For instance, she prefers not to dwell on her spouses: ex-husband and film director Alexandre Rockwell, whom she wed in her early 20s, and Dixon, with whom she exchanged vows roughly 12 years ago in Chicago. She speaks glowingly of motherhood but never names her daughter. Even her pets’ names are kept confidential. Queries about Beals’ Chicago childhood, however, elicited some colorful memories — albeit several recycled ones.

Before rocketing to international renown as sexy welder/stripper Alex Owens in the 1983 film “Flashdance,” Jenny Beals (as she is known more familiarly) was a smart girl from the South Side who liked to read and make daily to-do lists; who was fascinated by horses and dreamed of being a jockey; who was, she has said, “acutely aware that I was different.”

As the light-skinned daughter of a black father, grocery store owner/businessman Alfred, and a Caucasian mother, public school teacher Jeanne, Beals endured taunts of “whitey” in her predominantly African-American neighborhood at the corner of 82nd and Indiana in working-class Chatham.

“It was very odd to have somebody who was white coming into the South Side neighborhood,” Beals said of growing up there in the ’60s and early ’70s, when so-called “white flight” was escalating.

She expounded on the evolution of her racial identity during a 2004 award acceptance speech in Los Angeles.

“As I got a little older, and I was more aware of television and magazines, I searched for images of girls that looked like me. As a biracial girl growing up in Chicago, there wasn’t a lot there, positive or otherwise. I mean, I had Spock. And that was kind of it. And I think my theme song was Cher’s ‘Half-Breed.’”

Worldly upbringing

JB teenager 

Those bumps aside, she had a rich upbringing. Dad, who had migrated to Chicago from Orange, Texas, and kept a gun in the house for protection, loved athletics and traveling. Mom adored literature and language. Both were strong proponents of hard work and education.

“My family traveled when I was really young,” Beals said of an immediate clan that includes brothers Greg (older) and Bobby (younger). As noted in a 1990 issue of Ebony magazine, she also has a number of Chicago-born half-siblings fathered by Alfred.

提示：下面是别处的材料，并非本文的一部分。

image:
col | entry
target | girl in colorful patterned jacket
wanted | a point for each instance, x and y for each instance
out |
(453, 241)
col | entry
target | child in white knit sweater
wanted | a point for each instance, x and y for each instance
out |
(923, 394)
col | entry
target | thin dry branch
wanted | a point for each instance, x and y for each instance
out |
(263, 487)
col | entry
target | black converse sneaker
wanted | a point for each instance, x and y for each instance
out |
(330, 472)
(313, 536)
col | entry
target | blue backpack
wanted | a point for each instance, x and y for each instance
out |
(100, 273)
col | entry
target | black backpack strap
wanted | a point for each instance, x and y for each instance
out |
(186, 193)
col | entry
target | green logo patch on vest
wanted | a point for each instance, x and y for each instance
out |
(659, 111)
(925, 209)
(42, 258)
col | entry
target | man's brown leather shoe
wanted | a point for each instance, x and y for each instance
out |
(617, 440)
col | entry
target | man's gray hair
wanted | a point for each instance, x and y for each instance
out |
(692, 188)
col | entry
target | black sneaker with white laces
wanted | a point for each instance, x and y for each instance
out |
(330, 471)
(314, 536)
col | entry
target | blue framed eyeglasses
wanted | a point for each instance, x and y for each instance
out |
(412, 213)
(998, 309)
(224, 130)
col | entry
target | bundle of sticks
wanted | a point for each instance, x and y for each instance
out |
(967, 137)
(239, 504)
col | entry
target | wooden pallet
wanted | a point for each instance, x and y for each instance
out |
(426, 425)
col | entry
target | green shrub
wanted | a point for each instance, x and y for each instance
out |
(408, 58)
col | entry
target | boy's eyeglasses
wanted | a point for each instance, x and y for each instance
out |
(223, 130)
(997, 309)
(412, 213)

“We went to Turkey, we went to Greece,” she went on. “We went back to Europe. My father took us all over the world. I don’t think it was like, ‘Let’s broaden the kids’ horizons.’ It was like, ‘Boy, Istanbul would be interesting. Let’s go there.’ And we had a big globe in the house. Sometimes we’d spin the globe and put our finger on it to see where we would go for vacation.”

The owner of several businesses, including a large grocery store near the sprawling Altgeld Gardens projects, Alfred reportedly earned a solid living. Nonetheless, Beals has “no idea if we had any money. I don’t know how we did it. He talked people into things, quite often, like getting us a bigger room. He was very charming.”

A man for whom dining room tables held little allure, Alfred took his supper in bed where, as erstwhile Newsweek journalist Greg Beals recounted in a 2009 essay on theroot.com, “he called his three children to gather around for a night of blackjack or baccarat. We used food stamps collected from customers as chips and ate black-eyed peas, steak or pork chops on paper plates. He dealt the cards and told us of how he grew up with two pairs of pants — one for today and one for tomorrow; how the family traveled from Texas to Chicago to escape a lynching; the first time he lived in a house with electric lights; his first knife fight; Nat King Cole.”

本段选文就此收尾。